Phytochemical | Model | Anti-Oxidative Effect of Phytochemical | Evidence for Its Ability of Cancer Prevention | Reference |
---|---|---|---|---|
Phytic acid | Rat model of liver cancer |
|
Decrease in the level of placental GST-positive foci, a marker of hepato-carcinogenesis | Lee et al. 2005 [56] |
Phytic acid | Rat model of CRC |
|
Decrease in the number of colon tumours | Khatiwada et al. 2011 [57] |
Ferulic acid | Rat model of CRC |
|
Decrease in the number of aberrant crypt foci | Kawabata et al. 2000 [58] |
p-Methoxycinnamic acid | Rat model of CRC |
|
Decrease in the number of aberrant crypt foci and colon tumours | Sivagami et al. 2012 [60] |
Abbreviations: CRC, colorectal cancer; GPx, glutathione peroxidase; GST, glutathione-S-transferase; SOD, superoxide dismutase.

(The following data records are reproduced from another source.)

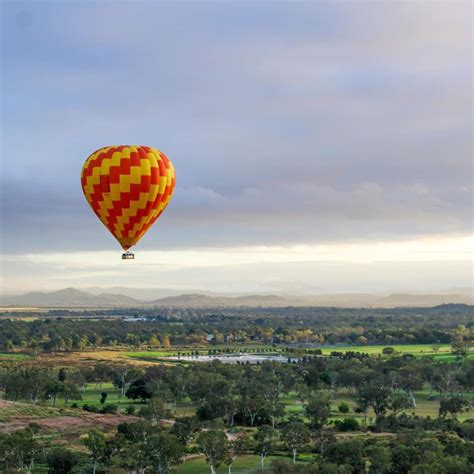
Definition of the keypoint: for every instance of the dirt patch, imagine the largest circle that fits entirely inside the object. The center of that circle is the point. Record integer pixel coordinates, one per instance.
(63, 423)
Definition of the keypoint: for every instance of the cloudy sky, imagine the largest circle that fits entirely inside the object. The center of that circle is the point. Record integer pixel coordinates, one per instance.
(318, 146)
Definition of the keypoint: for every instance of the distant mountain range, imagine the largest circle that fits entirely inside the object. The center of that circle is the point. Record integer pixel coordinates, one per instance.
(71, 297)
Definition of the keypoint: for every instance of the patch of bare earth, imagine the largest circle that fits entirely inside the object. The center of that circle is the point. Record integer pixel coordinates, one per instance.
(63, 423)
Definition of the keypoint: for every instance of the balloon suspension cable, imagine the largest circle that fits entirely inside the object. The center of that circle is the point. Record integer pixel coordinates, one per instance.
(128, 255)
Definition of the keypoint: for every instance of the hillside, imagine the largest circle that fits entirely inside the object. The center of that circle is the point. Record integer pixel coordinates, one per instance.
(71, 297)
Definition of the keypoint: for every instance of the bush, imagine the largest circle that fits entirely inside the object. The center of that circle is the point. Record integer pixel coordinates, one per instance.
(343, 407)
(111, 408)
(347, 424)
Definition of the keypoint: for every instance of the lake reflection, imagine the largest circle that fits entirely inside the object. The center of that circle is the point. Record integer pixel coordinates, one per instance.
(233, 358)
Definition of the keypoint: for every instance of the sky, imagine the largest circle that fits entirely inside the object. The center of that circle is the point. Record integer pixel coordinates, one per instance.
(318, 146)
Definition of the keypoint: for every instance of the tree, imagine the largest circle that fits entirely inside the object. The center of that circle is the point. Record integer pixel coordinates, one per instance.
(376, 395)
(61, 461)
(138, 389)
(215, 446)
(263, 442)
(348, 452)
(318, 409)
(96, 443)
(295, 435)
(163, 450)
(380, 460)
(185, 428)
(461, 341)
(343, 407)
(236, 448)
(154, 410)
(453, 405)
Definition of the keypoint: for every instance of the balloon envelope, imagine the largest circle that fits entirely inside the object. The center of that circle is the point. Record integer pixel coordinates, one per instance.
(128, 187)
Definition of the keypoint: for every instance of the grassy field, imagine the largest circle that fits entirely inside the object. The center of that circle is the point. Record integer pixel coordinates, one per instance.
(293, 406)
(243, 465)
(440, 352)
(14, 355)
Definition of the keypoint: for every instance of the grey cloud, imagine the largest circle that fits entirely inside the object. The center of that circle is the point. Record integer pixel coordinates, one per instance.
(340, 123)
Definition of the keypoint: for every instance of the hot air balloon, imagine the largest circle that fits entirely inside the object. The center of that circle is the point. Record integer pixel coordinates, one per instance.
(128, 187)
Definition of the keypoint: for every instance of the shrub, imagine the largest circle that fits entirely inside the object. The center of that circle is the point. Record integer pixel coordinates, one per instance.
(347, 424)
(343, 407)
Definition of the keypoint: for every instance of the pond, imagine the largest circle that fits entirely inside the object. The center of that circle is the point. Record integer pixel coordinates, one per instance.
(233, 358)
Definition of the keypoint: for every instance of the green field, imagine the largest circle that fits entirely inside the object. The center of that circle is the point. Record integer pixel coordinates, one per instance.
(293, 406)
(442, 352)
(243, 465)
(14, 355)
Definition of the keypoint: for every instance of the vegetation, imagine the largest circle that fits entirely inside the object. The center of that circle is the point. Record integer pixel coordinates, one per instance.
(358, 409)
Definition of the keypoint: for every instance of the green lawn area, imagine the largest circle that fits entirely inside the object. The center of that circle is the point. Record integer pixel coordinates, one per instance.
(243, 465)
(14, 355)
(442, 352)
(92, 394)
(424, 407)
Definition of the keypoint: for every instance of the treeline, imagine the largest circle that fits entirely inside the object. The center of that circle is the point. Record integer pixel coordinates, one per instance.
(247, 400)
(251, 395)
(181, 327)
(145, 447)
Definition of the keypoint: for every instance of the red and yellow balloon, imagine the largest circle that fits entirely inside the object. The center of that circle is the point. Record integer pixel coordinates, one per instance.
(128, 187)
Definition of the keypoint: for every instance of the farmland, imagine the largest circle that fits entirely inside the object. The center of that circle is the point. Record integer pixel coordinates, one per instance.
(264, 389)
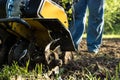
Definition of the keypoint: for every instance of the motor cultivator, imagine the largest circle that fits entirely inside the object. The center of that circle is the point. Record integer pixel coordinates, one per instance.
(40, 34)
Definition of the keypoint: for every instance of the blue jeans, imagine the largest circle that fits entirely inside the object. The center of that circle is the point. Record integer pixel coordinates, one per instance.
(13, 8)
(95, 23)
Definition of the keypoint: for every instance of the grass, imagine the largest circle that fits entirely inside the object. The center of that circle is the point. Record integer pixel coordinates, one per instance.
(106, 36)
(15, 72)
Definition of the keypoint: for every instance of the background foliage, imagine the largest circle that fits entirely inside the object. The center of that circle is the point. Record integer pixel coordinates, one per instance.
(111, 15)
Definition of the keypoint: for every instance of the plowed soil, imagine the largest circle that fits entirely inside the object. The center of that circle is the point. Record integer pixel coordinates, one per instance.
(106, 61)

Overall, the studies presented above suggested an involvement of the regulation of oxidative stress levels in the chemo-preventive effect of rice bran intake, likely due to the antioxidant properties of the phytochemicals present in rice bran. Further studies showing an association between the reduction of oxidative stress markers (such as lipid peroxidation, DNA oxidation and protein carbonyl formation) and inhibition of tumour growth in cellular and animal models of further types of gastrointestinal cancers, such as stomach and pancreatic cancers, would be useful in supporting this hypothesis.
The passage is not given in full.